When he opened his eyes again, Vance was inside the tent, and the campfire had died down to embers. The kid had covered him with a blanket before going to sleep. He sat up drinking the last of his whiskey and shivering in the wind. Going back to sleep seemed unlikely, given the cold and the strangeness of the surroundings. He watched the dark water, half expecting some terrible, slavering monster to rise out of it.
In the sparse woods to the right of their little campground, something moved. The sound of the ocean did not quite mask the crackling of branches. Before he had a chance to get properly terrified or wake Vance up to see what it was, something ambled out of the woods into the moonlight. In his misty, smoked-glass vision, he could only tell that it had four legs, but that was enough to reassure him they weren’t about to be murdered. Likely a deer, of course. Could he shoot it now? he wondered, seeing the doe from his youth—bob-tailed, with walnut spots on the white ruff of her chest—chewing a leaf with a look of nervous distraction. Probably not. He wasn’t that different now than he’d been then; so much time and energy spent going nowhere. From inside the tent Vance snored innocently, a soft glottal sigh. Whatever it was out there moved away, grew fainter and fainter, at some point melting back into the smudged darkness of the trees. It had sensed his presence and moved away—embarrassed and unsettled. You are the monster, he thought. It’s you.
Tycho Brahe.
CHAPTER SEVEN
They woke with the break of day, as well as an infestation of some kind of sand flea. Swatting themselves like penitent Sufi mystics, they unpitched the tent and clambered back up to the road. Climbing into the car, Richard looked down at his arms, swollen with little red bites. “This is why I never do anything,” he said. “Doing something is always a mistake.”
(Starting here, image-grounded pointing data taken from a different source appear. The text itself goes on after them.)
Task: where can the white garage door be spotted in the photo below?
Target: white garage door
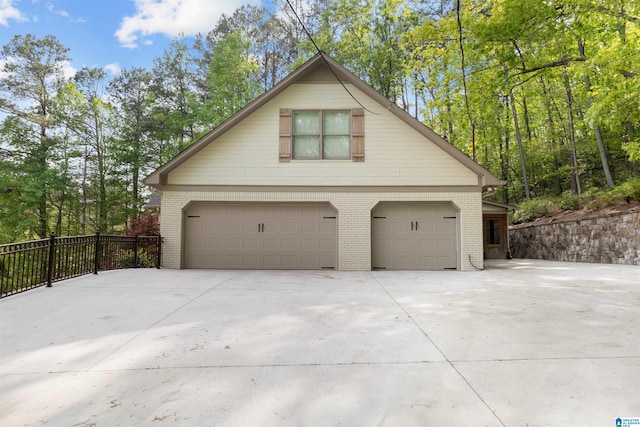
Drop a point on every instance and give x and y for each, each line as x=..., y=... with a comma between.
x=260, y=236
x=414, y=236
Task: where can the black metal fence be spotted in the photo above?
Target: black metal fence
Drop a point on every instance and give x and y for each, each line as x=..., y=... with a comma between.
x=37, y=263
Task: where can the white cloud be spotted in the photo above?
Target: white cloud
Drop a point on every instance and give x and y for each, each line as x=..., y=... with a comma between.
x=113, y=68
x=52, y=9
x=173, y=18
x=7, y=12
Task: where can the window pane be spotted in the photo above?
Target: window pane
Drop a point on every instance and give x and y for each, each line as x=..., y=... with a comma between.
x=336, y=147
x=306, y=123
x=306, y=147
x=336, y=123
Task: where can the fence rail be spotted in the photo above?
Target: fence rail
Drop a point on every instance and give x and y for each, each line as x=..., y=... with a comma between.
x=29, y=265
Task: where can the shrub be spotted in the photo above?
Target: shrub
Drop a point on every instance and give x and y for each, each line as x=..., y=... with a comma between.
x=532, y=209
x=568, y=201
x=126, y=259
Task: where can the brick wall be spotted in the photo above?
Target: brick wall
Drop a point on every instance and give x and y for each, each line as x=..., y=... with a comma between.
x=354, y=220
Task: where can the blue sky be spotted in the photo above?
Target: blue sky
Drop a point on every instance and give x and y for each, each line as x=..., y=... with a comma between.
x=113, y=34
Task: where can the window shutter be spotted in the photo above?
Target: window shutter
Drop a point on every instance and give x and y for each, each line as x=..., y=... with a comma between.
x=285, y=135
x=357, y=134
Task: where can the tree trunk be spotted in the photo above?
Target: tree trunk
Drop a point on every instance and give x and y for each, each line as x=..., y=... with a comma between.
x=554, y=140
x=596, y=128
x=523, y=164
x=574, y=157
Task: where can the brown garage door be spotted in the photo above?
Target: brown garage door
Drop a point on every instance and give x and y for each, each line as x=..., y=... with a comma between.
x=260, y=236
x=414, y=236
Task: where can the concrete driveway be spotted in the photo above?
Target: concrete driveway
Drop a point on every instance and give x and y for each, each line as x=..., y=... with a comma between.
x=523, y=343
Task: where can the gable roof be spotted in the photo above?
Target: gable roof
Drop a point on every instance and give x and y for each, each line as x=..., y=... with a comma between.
x=320, y=60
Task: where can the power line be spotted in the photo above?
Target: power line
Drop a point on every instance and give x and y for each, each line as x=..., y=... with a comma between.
x=322, y=53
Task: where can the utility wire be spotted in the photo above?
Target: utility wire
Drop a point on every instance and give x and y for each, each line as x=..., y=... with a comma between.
x=322, y=55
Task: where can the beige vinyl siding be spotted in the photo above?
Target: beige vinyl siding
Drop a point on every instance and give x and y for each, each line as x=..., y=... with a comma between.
x=395, y=154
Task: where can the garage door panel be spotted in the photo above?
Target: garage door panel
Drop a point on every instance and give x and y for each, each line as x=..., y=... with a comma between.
x=254, y=236
x=414, y=235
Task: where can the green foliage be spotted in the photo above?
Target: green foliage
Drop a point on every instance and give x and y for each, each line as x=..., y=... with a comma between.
x=75, y=151
x=126, y=259
x=594, y=199
x=532, y=209
x=567, y=201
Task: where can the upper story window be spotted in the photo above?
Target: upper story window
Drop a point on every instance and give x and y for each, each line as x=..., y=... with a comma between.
x=321, y=135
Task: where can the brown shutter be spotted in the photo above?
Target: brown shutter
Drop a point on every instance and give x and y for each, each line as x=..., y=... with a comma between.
x=357, y=134
x=285, y=135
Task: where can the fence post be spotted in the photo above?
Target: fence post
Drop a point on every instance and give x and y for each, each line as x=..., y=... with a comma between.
x=52, y=258
x=159, y=252
x=96, y=258
x=135, y=252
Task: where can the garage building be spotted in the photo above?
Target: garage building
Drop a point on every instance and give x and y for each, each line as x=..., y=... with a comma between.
x=322, y=172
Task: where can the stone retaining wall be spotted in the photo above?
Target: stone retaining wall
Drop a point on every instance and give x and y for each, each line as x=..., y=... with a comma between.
x=611, y=239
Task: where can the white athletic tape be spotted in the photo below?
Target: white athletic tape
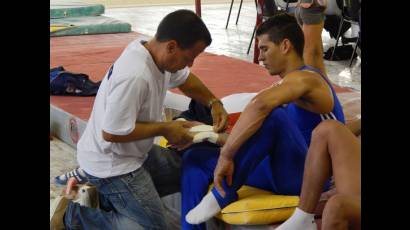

Vance scratched his long neck, leaving red trails from ear to collarbone. He U-turned and pointed them south in the gray light, the rising sun still obscured by the eastern forest’s edge. Richard burrowed into the crook of seat and door and was just feeling the first welcome tendrils of reclaimed sleep when the car coasted onto the shoulder and stopped. Smoke billowed from the hood in thick, healthy plumes. “Shit,” the kid said.
“What happened?”
“Something’s wrong.”
“Oh really? It’s not supposed to be doing that?”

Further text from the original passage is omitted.